An early test will be this administration's attempt, like administrations before it, to kill the C-17 cargo plane that the Pentagon says it neither needs nor wants. Doing so would save $2.5 billion but lawmakers regularly reinstate the money to save jobs back home.

Another test will be how liberal Democrats shake out on money for the wars in Iraq and Afghanistan. The administration is asking for $33 billion for this current year and $159 billion for next fiscal year. That should make the doves uneasy because it shows the administration's determination to sustain the buildup of 30,000 additional troops in Afghanistan. The debate over funding could help crystallize a bonafide anti-war wing within the Democratic Party, which would be one more political obstacle for Obama.

Lawmakers from Florida, Alabama, Texas and other states with space-related facilities are sure to be upset over Obama's plan to kill the manned moon mission, a legacy of President George W. Bush, at a savings of $100 billion over the 10-year life of the program. This will be something of a crossroads for NASA because there is no backup plan for manned space exploration.

One fight already under way is Obama's plan to use $30 billion in bailout money to underwrite small-business loans. The law creating the bailout fund requires that any excess or any money repaid to the fund be used to pay down the national debt. That payment would be minuscule, considering the debt is now close to $12.5 trillion, but it would have great symbolic importance to some lawmakers.

One of the few non-security agencies to escape Obama's hold down on expenses is the Department of Education, whose budget the president plans to increase by more than 6 percent, to almost $50 billion. Education may cause a particularly lively debate because Bush's No Child Left Behind law must be renewed and conservatives are likely to oppose Obama's plans for its overhaul. The GOP still favors Bush's education accountability standards and strongly opposes still more federal control over a responsibility that has traditionally been state and local. Democrats, many of whom enjoy the support of the education lobby, look less kindly on No Child Left Behind but it's doubtful they'd draw a line in the sand if that meant threatening cuts in funding for schools.

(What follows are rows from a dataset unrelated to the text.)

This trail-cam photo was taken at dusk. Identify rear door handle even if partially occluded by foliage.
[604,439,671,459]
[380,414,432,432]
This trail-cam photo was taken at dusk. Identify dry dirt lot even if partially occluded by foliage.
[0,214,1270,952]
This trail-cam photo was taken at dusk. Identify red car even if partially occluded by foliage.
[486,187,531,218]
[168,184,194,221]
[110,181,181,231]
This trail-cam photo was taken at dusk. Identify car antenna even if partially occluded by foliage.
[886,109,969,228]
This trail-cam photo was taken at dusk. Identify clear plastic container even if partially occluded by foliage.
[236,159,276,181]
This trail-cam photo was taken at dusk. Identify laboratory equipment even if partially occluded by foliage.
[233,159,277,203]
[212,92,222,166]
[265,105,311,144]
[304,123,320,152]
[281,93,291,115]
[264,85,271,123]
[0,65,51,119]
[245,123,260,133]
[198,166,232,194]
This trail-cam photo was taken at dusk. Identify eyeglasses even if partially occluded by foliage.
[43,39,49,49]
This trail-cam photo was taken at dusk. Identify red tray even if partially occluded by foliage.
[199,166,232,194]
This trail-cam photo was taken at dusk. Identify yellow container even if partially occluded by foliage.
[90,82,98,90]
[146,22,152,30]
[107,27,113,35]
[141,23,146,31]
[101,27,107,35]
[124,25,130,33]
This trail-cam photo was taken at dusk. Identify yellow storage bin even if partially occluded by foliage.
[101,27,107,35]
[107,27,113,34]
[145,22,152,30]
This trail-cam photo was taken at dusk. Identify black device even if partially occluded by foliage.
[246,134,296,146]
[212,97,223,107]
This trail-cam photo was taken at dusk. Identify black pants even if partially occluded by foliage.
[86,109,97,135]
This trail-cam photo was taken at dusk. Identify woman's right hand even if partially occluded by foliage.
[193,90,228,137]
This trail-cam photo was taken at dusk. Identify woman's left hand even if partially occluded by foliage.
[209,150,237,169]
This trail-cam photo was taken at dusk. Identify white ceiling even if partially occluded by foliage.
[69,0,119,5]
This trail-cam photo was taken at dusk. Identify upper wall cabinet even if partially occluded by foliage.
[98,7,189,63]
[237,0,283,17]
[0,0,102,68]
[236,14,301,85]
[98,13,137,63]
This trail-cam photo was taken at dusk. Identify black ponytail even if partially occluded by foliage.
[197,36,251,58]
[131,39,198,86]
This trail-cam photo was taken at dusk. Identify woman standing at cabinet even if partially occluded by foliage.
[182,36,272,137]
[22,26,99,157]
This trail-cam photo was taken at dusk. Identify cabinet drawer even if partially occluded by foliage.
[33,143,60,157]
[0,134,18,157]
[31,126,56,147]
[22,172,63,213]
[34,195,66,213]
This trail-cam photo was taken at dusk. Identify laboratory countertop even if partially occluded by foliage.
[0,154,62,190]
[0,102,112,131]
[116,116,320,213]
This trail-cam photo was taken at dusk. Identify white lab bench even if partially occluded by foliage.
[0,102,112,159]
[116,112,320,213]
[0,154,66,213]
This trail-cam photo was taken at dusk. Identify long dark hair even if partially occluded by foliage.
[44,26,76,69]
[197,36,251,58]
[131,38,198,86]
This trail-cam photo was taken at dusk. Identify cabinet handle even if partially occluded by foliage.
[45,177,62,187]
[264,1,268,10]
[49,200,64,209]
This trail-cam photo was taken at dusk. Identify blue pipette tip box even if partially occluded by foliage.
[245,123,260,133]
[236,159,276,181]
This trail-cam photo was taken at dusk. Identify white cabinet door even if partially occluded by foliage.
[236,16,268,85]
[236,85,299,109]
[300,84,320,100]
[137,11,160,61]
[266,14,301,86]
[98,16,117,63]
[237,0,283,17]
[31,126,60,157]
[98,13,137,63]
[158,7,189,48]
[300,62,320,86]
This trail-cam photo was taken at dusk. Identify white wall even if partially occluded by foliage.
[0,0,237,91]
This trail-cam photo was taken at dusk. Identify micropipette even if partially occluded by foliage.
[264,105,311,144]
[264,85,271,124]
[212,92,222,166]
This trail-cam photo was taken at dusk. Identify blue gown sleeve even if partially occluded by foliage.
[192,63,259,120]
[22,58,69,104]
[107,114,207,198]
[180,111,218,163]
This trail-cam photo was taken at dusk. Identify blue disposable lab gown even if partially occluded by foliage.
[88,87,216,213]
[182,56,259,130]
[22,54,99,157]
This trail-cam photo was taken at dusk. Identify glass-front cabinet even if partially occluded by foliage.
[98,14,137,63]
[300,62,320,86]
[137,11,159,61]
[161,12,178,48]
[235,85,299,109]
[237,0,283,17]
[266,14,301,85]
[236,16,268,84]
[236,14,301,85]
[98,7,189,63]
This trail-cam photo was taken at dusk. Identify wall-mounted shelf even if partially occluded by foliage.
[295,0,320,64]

Much of Obama's spending would be paid for by allowing Bush's tax cuts for high-income earners to expire, which would raise close to a trillion dollars over the decade. The Democratic leadership in Congress can do that simply by doing nothing. Restoring the tax cuts would require an affirmative vote, which could be difficult given the current atmosphere. Then again, anything is difficult in the current atmosphere. How the budget battle is resolved may demonstrate how much -- or how little -- political capital President Obama has as his presidency enters a critical year.